Comme Mathieu, qui, en classe de Seconde et de Première, a passé trois mois en stage avec les pompiers, la police municipale, la sûreté ferroviaire... Ses expériences ont fait grandir l'élève en Bac Pro Métiers de la Sécurité : il s'est confronté à la réalité du terrain. "Dans notre secteur, la sécurité. Quand on est jeune, on a des clichés en tête. On pense que ça va se passer comme dans les films. Et en fait, c'est pas du tout la même chose. Ca nous fait mûrir, on devient carré. Par exemple : comment gérer des conflits. On se dit que c'est facile, qu'on va arrêter la personne. Mais, en fait, sur le terrain, on va stresser, pas savoir quoi faire. On apprend des choses qu'on ne va pas forcément apprendre au lycée."

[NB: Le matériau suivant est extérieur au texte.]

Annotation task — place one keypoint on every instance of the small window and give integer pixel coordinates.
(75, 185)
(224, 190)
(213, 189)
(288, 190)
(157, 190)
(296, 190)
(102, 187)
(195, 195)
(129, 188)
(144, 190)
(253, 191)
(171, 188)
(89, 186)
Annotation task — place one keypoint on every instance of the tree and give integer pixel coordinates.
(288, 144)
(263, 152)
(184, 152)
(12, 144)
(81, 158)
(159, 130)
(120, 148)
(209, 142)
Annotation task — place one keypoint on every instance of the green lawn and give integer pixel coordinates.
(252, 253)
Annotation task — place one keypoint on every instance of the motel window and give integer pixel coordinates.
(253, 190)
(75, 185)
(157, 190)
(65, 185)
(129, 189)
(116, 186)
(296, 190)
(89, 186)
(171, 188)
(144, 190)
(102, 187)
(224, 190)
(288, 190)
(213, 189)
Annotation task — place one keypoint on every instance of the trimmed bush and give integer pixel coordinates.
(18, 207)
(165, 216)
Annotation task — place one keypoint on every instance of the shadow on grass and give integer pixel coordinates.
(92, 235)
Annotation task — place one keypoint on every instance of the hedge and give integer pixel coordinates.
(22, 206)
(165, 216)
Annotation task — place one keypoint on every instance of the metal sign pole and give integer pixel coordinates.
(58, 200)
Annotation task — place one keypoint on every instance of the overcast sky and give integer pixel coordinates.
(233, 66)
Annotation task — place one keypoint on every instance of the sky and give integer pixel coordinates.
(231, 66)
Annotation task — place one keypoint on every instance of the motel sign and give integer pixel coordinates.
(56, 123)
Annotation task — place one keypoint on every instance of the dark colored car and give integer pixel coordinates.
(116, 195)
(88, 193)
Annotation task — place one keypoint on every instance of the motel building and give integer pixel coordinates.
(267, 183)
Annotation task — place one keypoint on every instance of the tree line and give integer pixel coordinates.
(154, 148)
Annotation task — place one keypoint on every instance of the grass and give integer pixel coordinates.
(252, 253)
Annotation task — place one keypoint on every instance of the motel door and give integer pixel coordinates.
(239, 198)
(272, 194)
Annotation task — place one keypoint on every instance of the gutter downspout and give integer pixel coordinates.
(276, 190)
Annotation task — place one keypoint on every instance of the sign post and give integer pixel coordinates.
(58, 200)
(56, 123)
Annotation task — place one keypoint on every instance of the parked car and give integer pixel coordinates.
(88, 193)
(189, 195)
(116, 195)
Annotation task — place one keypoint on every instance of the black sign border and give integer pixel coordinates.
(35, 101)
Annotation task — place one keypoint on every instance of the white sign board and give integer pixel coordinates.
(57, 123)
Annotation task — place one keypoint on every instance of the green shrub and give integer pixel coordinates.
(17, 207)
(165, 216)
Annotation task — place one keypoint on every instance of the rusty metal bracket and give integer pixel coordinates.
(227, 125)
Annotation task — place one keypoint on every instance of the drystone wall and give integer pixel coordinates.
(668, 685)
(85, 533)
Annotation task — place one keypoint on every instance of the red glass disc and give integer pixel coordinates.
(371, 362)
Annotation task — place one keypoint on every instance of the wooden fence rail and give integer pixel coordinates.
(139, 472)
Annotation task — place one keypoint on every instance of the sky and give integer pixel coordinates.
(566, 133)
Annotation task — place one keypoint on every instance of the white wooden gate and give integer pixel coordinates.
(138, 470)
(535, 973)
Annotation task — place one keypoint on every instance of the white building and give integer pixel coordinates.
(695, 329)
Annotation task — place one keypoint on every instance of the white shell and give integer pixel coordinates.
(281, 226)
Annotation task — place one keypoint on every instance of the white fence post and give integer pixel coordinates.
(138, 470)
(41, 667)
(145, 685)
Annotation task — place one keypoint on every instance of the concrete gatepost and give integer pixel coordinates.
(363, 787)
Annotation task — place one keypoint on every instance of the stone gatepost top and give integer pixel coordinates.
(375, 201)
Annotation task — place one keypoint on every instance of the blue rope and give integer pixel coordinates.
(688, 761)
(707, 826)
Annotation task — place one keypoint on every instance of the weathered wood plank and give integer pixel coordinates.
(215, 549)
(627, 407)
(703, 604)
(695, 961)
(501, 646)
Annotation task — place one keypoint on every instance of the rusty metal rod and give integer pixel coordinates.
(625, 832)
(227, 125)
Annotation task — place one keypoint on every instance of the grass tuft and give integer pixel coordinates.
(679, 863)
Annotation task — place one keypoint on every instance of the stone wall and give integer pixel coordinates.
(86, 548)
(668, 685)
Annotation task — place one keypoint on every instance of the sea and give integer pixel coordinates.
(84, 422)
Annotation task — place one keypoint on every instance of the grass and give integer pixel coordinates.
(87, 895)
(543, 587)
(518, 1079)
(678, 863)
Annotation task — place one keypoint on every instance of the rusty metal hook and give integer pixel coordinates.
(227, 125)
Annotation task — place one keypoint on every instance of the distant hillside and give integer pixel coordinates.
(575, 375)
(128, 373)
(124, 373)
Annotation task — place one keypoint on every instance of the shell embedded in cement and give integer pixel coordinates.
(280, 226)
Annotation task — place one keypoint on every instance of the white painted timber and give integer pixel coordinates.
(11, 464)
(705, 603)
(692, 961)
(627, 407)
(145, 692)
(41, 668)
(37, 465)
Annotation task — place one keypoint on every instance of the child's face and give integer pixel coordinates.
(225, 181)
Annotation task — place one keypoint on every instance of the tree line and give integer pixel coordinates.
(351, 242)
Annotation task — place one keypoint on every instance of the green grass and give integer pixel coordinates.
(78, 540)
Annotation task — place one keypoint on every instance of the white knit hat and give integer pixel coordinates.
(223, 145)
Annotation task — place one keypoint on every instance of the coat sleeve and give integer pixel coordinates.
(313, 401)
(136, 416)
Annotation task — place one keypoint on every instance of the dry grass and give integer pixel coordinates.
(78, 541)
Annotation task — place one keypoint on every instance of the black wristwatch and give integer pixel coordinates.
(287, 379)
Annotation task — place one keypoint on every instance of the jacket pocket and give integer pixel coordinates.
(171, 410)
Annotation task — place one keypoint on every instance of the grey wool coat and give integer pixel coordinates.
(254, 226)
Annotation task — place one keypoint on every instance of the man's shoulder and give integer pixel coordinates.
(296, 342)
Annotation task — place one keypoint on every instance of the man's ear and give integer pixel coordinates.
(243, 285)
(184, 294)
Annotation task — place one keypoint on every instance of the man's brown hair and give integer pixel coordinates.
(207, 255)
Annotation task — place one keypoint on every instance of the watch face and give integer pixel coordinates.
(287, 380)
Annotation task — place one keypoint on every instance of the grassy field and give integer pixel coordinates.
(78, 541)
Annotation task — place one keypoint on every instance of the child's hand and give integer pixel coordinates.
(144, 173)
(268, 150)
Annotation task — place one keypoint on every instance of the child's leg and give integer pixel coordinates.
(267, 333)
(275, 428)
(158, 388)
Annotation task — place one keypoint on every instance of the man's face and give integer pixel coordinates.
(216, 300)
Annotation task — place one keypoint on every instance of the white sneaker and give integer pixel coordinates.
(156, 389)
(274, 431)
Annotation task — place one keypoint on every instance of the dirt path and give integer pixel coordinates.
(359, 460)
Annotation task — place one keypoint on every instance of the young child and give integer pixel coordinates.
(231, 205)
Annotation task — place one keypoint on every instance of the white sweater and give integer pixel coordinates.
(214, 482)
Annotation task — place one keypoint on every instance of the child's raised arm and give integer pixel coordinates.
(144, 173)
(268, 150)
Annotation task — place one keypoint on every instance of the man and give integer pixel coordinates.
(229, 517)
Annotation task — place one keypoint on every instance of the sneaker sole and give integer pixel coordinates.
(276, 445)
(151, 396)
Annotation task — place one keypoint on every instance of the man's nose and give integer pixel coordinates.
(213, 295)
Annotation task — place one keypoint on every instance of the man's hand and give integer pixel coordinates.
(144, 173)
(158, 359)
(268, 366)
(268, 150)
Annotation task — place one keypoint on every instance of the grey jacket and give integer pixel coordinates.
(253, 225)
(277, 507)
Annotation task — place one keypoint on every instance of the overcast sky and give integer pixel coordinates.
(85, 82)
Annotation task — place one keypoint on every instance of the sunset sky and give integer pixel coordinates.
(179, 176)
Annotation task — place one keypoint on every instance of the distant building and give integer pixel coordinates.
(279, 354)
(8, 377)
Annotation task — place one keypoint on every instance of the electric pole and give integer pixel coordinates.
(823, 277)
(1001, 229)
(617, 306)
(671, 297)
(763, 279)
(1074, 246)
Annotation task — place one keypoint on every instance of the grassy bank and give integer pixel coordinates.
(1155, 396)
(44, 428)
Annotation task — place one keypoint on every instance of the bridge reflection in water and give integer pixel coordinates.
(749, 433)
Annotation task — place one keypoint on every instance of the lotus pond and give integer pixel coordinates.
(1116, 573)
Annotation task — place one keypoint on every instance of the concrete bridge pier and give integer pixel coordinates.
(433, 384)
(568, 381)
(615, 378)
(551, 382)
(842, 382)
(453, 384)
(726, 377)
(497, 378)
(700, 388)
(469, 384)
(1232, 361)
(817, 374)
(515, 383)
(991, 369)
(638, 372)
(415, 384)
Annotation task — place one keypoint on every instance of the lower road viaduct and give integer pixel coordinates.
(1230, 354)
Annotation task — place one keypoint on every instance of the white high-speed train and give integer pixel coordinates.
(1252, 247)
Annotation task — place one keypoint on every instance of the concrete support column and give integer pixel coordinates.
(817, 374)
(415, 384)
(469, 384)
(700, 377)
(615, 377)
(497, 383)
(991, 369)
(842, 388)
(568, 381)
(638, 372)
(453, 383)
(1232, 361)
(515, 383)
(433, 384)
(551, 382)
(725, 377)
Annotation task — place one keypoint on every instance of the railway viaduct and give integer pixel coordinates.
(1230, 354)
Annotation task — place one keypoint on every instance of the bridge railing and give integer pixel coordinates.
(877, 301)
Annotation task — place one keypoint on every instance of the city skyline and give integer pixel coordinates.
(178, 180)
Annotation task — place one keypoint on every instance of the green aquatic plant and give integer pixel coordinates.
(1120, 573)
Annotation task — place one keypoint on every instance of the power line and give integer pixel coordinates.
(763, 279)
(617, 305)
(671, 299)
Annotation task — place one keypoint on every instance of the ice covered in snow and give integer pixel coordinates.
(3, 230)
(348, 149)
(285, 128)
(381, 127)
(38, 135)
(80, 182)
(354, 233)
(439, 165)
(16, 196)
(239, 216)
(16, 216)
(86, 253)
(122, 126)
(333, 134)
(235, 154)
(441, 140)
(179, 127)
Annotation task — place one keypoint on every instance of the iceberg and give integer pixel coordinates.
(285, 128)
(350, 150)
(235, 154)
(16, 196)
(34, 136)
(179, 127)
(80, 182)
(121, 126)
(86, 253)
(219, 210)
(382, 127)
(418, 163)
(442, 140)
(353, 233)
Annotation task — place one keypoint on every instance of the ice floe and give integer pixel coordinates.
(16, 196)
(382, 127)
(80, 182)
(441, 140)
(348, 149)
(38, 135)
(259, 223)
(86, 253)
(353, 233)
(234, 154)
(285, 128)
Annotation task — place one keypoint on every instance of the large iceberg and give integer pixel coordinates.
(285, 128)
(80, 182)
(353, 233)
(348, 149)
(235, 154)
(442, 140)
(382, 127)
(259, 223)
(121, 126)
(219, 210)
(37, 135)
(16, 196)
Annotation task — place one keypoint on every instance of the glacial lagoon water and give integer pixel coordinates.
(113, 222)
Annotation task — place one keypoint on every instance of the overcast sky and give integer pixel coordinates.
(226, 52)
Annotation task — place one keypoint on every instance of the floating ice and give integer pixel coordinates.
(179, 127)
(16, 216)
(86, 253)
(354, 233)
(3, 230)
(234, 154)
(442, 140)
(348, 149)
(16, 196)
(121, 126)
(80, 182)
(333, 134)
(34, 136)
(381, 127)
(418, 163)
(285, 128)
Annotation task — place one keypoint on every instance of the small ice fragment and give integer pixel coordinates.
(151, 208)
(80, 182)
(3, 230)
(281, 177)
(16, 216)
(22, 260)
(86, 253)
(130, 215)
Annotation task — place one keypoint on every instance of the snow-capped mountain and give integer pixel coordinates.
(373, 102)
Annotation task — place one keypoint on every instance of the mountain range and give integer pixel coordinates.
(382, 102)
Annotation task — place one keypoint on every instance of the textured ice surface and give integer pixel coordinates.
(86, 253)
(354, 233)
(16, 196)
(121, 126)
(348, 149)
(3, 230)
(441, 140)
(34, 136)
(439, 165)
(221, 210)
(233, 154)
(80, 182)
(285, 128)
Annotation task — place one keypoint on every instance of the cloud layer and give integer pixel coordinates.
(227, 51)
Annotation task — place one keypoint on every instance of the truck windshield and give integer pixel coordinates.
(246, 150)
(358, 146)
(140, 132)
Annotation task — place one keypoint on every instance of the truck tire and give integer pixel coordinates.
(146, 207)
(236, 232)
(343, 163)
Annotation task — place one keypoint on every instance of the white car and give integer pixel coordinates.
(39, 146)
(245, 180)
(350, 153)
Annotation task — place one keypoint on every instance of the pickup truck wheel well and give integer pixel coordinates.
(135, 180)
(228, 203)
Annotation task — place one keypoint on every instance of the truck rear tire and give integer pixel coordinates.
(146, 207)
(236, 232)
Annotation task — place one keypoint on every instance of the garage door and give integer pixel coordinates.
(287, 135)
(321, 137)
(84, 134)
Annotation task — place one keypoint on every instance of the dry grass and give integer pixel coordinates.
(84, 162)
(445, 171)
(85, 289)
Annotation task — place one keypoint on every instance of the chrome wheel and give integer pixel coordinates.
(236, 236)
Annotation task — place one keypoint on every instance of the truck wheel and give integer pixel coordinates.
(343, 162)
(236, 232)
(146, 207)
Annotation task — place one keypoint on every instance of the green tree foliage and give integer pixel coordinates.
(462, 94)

"En police municipale, j’ai fait des patrouilles, fait traverser des enfants, mis des contraventions. Et j’ai aussi été avec la brigade cynophile", complète Célia, une de ses camarades. Mathieu serait donc plutôt pour faire plus de stages : tous ceux qu'il a réalisé lui ont été utiles. Mais d'autres ont eu un peu moins de chances comme Dorian, en Bac Pro Métiers de l'Électricité. "Globalement, je suis bien tombé. J’ai travaillé avec un artisan, il m’a montré beaucoup de techniques, j’ai fait plein de tâches différentes : de l’éclairage, du tirage de câbles, des rénovations électriques. Mais durant quatre semaines, j’ai fait un autre stage dans une grande entreprise. Et là, ça a été beaucoup compliqué", regrette-t-il. 

"Ils n’avaient pas beaucoup de boulot à me donner. Je n’ai pas du tout fait d'électricité, mais de la rénovation de moquettes dans un bâtiment. J'ai juste décroché de la moquette du sol. Si on tombe sur une mauvaise entreprise, ça peut être un enfer"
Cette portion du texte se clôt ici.